Notable Q2 volatility spikes in both 2023 and 2024. Sharp Q1 2025 improvement requires investigation of underlying factors.

🎯 Stress Testing Results

13%+
Post-Stress Capital Ratios
3.55%
Max Impact (Bank B)
Adequate
Systemic Resilience

🔍 Key Findings & Conclusions

📈
Risk Differentiation Identified
Bank A demonstrates highest risk profile with 18.2% negative sentiment, significantly above the 13.1% average. Persistent pattern following major acquisition integration indicates ongoing operational vulnerabilities requiring enhanced supervision.
🏆
Bank B Excellence
Most stable institution with 8.4% negative sentiment and 50% net income growth. Positioned as stabilising G-SIB force with consistently effective risk management and sentiment control.
⚠️
Bank C Q2 Volatility
Notable Q2 sentiment spikes in both 2023 and 2024, followed by sharp Q1 2025 improvement. Pattern requires investigation to understand underlying seasonal or operational factors.
🛡️
Capital Adequacy Maintained
All banks maintain post-stress capital ratios exceeding 13%, well above regulatory minimums. Quantitative resilience validated despite qualitative sentiment variations.
🎯
Topic Analysis Insights
Key themes focus on financial stability, risk exposure, and reporting transparency. Discussions centre on post-pandemic normalisation, integration challenges, and global economic impacts.
🤖
Advanced Analytics Value
FinLLaMA outperformed general LLMs in financial domain understanding.

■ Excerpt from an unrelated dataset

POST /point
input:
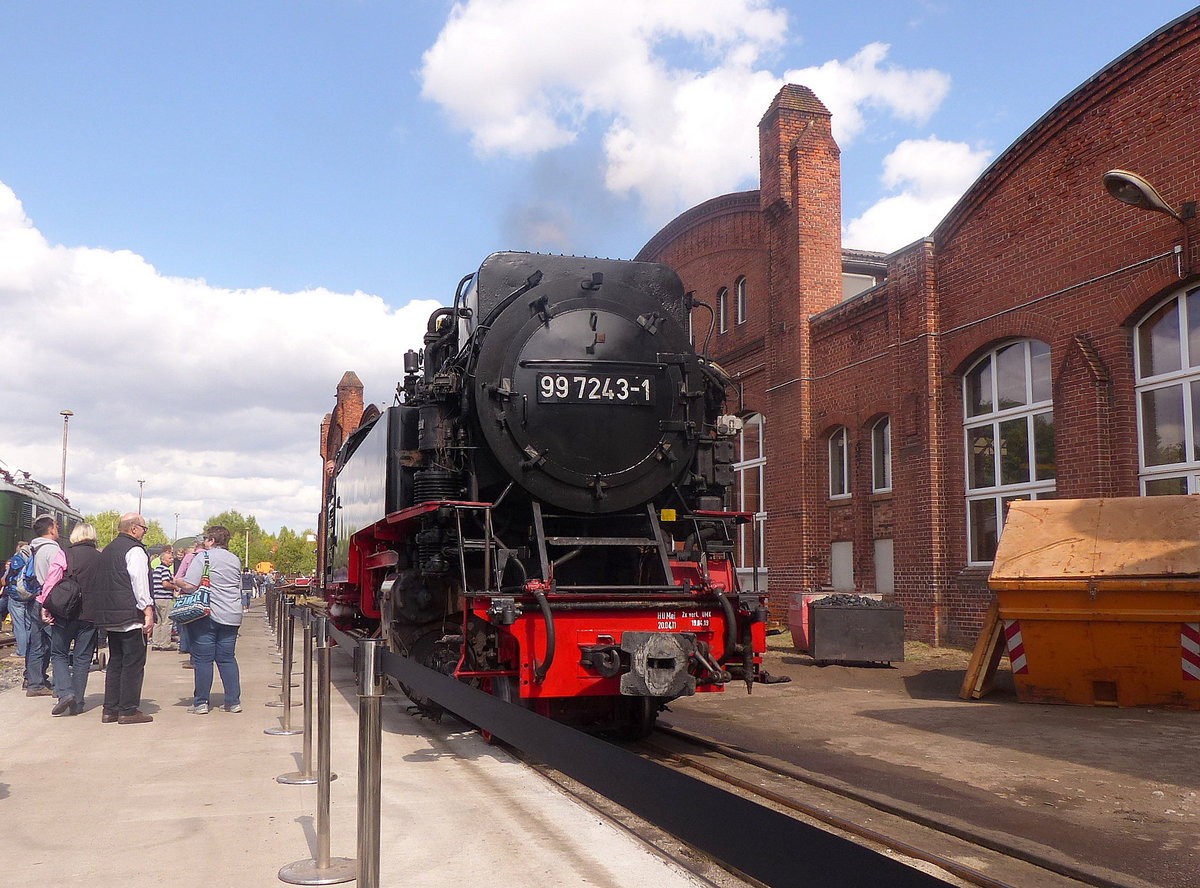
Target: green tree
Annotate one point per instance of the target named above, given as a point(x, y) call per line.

Sentiment analysis revealed risk differentials that traditional quantitative metrics miss, providing enhanced supervisory intelligence.

🎯 Model Validation Events

Major Acquisition Event (Q1 2023)
Bank A sentiment spike correlated with acquisition announcement
Market Volatility (Q2 2024)
Bank C sentiment deterioration aligned with trading challenges
Interest Rate Environment
Bank B resilience demonstrated across rate cycles

💼 Business Implications & Strategic Recommendations

🚨 Immediate Actions Required
Bank A Enhanced Supervision: Implement weekly sentiment monitoring and enhanced oversight protocols. Address operational vulnerabilities identified through persistent negative sentiment patterns.

Bank C Q2 Investigation: Conduct targeted analysis of Q2 volatility patterns to identify underlying operational or seasonal factors requiring mitigation.
📊 Real-Time Monitoring Framework
Automated Alert Systems: Deploy sentiment-based early warning systems with threshold breach notifications for all G-SIBs.

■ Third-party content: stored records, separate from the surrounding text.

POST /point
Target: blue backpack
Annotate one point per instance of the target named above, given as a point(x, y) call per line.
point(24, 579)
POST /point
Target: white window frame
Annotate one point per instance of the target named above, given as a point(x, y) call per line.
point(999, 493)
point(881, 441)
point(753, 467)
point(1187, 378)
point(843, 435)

Quarterly Intelligence: Integrate advanced analytics into regular supervisory review processes for enhanced risk identification.
🏆 Best Practice Analysis
Bank B Model: Study and disseminate effective risk management and communication strategies demonstrated by Bank B's consistent performance.

Industry Benchmarking: Establish sentiment-based performance benchmarks across G-SIB institutions.
🤖 Advanced Analytics Integration
FinLLaMA Development: Further fine-tune models on Basel reports and BoE/PRA filings for enhanced regulatory intelligence.

Methodology Expansion: Scale advanced sentiment and topic analysis across additional financial institutions and document types.
📈 Strategic Implementation
Phased Rollout: Extend analysis framework to additional G-SIBs and domestic banks with proven methodology.

Integration Planning: Incorporate advanced analytics into existing supervisory technology stack with staff training programmes.
🔮 Long-Term Development
Predictive Capabilities: Develop forward-looking risk indicators based on sentiment trends and topic evolution.

Regulatory Innovation: Position BoE as leader in advanced analytics application for financial supervision and systemic risk management.